"Escapou à barbárie da Noite da Camioneta Fantasma, lutou contra Salazar; Não viu o que sonhou: a Taça Latina
1. Vivia-se, então, a hecatombe da tuberculose - e Álvaro Gaspar (estrela maior do Benfica) morreu com ela. A pneumónica ceifou mais de 70 mil vidas - e uma delas foi José Alvalade. No Porto jogou-se futebol contra o tifo - e Sidónio Pais, que assumira o poder em golpe contra a Guerra, andara, por lá, a consolar vítimas. E ele, futuro presidente do Benfica, era um dos seus mais importantes ministros.

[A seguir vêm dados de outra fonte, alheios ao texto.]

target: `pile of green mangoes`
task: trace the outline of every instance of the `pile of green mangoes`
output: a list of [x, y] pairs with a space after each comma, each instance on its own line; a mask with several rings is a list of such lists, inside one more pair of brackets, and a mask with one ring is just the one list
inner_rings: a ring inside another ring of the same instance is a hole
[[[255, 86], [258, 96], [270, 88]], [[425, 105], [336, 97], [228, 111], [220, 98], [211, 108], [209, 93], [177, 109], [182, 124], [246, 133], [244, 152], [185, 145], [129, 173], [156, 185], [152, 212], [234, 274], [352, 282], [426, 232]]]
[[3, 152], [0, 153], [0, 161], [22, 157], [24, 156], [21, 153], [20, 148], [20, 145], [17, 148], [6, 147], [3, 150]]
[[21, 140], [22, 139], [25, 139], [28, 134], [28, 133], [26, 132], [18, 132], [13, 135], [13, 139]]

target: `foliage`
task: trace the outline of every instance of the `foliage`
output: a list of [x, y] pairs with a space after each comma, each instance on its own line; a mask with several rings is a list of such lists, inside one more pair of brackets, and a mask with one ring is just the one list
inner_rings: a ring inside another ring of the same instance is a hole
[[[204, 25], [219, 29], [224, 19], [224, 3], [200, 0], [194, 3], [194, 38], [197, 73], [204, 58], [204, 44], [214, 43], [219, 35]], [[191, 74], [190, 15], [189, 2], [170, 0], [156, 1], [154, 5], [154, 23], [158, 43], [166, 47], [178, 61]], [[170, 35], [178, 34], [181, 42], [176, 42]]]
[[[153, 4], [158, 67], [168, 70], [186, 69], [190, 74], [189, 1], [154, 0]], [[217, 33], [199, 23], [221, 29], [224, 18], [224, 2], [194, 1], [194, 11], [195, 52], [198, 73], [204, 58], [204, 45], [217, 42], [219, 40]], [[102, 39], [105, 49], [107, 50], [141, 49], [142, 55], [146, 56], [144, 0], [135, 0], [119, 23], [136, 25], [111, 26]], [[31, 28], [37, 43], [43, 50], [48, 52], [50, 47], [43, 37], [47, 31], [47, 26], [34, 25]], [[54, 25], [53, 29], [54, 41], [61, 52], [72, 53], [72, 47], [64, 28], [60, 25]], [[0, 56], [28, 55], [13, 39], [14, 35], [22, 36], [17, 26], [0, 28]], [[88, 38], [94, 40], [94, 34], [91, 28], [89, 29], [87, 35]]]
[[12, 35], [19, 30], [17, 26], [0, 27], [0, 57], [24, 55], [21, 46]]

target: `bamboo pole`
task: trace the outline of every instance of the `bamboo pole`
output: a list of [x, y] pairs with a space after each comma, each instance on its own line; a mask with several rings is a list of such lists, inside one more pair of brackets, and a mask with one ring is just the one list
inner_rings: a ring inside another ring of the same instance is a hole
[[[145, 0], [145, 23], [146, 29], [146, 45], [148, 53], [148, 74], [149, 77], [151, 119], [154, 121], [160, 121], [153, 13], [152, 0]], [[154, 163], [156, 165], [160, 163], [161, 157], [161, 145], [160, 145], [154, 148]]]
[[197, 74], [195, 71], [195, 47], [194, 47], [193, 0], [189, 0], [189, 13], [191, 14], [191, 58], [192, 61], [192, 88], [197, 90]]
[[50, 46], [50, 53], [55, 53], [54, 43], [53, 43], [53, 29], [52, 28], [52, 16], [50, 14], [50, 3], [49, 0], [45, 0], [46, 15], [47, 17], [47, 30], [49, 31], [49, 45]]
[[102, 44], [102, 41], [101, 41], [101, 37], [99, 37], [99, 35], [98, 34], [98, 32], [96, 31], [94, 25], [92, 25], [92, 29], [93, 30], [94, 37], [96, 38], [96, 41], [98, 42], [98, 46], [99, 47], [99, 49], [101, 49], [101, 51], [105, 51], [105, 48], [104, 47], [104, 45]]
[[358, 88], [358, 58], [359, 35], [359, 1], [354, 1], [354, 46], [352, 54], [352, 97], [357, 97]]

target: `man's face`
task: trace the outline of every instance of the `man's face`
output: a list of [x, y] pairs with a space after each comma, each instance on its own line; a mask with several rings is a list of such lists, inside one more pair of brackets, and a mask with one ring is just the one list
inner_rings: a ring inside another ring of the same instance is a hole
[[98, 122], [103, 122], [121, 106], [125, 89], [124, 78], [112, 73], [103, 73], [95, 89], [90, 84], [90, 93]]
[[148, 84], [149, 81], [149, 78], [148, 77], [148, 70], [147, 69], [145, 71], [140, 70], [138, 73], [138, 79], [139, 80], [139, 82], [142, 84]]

2. A 11 de Novembro de 1918 deu-se o Armistício. Se a Guerra apanhara o país doente, deixara-o ainda mais em carestia e balbúrdia. Faltava tudo: carne, peixe, arroz, feijão, leite, carvão, fósforos. Sidónio impediu greves, prendeu sindicalistas - e, por isso, merceeiro que era filho de um antigo vereador do PRP, tentou abatê-lo a tiro, a arma encravou-se. E ele, o futuro presidente do Benfica, num afã continuou tratar das Finanças do país.
3. No Porto acendeu-se contestação ao seu governo. «Vou lá apagar-lhe o fogo» - exclamou Sidónio. Ele, o futuro presidente do Benfica, procurou demovê-lo, mas Sidónio retorquiu-lhe: «Não se preocupe, as balas disparadas contra mim, bem sabe que se encravam». Nessa noite de 14 de Dezembro de 1918, não: o tiro de José Júlio da Costa não falhou (e apanhado pela Guarda, justificou-se: que o matara por não suportar vê-lo rasgar os ideias de 5 de Outubro e «alinhar ao lado dos monárquicos e do clero»).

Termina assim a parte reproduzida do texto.